Holiday Spirit Arrives Early for Some
Chief Warrant Officer Pierre Julien, property book manager, 67th Signal Battalion, loads his truck with care packages for troops and Ugandan security forces.

CAMP VICTORY, Iraq (Army News Service, July 13, 2007) - Most people don't start thinking about Christmas until late in the year. But for hundreds of troops here, a dose of holiday spirit will come several months early thanks to the generosity of people and organizations back home.

"When III Corps arrived in December, the Chaplain's Office did not have enough time to plan a Christmas event," said Maj. Stephen Sheridan, chief of medical logistics, Multinational Corps-Iraq. "So I thought, let's have a 'Christmas in July' event instead."

With help from a friend in the States, Maj. Sheridan said he took the idea and ran with it.

"My buddy Ken Howard told me that he believed the average American supported us over here, but didn't know how to do anything, so he suggested that I connect with the Chaplain's Office," Sheridan said. "I used a baseball analogy - the Chaplain's Office was the catcher, American supporters were the pitchers, and I was the coach - making the troops the winners."

Maj. Sheridan started sending fliers to the States in February. In addition to an explanation of 'Christmas in July,' he included gift ideas and mailing instructions. Since then, more than 265 packages from 59 individuals and 23 organizations have piled up. And the numbers continue to rise.

"I was pleasantly surprised by the overwhelming support," Maj. Sheridan said. "From the numbers, I think it was a huge success."

Spc. Denise Monroe, chaplain assistant, MNC-I, has spent several weeks behind the scenes organizing and allocating boxes to religious support teams according to their needs.

"We got some pretty good stuff - we got a ton of granola bars, Girl Scout cookies, soaps and shampoos, but we mostly got individual care packages," Spc. Monroe said. "Just having a package to open is always good for people who are kind of missing home, especially now because we're several months in and still have several months to go."

Maj.
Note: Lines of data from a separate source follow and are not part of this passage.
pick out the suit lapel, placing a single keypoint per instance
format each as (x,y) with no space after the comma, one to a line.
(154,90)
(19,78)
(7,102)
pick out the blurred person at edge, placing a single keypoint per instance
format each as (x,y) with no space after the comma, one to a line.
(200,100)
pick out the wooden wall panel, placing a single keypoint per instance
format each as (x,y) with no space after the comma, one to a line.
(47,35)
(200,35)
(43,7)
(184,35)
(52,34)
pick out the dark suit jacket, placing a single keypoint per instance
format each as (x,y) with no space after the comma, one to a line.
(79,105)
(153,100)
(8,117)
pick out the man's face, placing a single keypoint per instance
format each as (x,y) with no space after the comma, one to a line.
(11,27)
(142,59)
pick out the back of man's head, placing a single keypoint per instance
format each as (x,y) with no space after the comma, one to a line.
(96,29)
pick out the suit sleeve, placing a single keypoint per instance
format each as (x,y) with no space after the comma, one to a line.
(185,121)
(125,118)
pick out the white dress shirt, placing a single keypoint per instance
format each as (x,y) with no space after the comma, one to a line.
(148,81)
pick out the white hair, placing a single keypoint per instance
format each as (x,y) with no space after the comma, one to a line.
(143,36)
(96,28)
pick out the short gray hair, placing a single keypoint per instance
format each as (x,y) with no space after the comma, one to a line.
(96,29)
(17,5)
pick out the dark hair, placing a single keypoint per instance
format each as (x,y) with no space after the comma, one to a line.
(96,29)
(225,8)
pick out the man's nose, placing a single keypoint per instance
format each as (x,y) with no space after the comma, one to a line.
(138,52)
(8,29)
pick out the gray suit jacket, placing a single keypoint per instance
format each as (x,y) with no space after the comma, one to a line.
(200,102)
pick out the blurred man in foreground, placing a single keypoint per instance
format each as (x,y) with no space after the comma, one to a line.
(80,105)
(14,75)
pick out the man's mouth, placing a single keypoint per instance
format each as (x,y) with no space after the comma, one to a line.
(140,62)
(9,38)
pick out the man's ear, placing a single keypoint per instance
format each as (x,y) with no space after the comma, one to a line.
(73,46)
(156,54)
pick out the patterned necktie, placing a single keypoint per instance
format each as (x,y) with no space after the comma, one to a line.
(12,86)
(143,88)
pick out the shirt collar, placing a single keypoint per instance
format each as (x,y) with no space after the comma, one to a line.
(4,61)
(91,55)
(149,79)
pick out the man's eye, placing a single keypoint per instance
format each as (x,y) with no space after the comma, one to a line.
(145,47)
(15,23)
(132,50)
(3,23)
Sheridan said he is grateful to everyone who helped make the project a success.

"We have great Americans back home who sent all the care packages," he said. "Our chaplains and religious support teams are such an important asset - I could not have done this without their support.

"I know it picks up my spirit when I receive a package, so I am hoping that the troops are blessed by people's generosity and are reminded of the great support from home," he said.

(Spc. Laura M. Bigenho writes for the 28th Public Affairs Detachment.)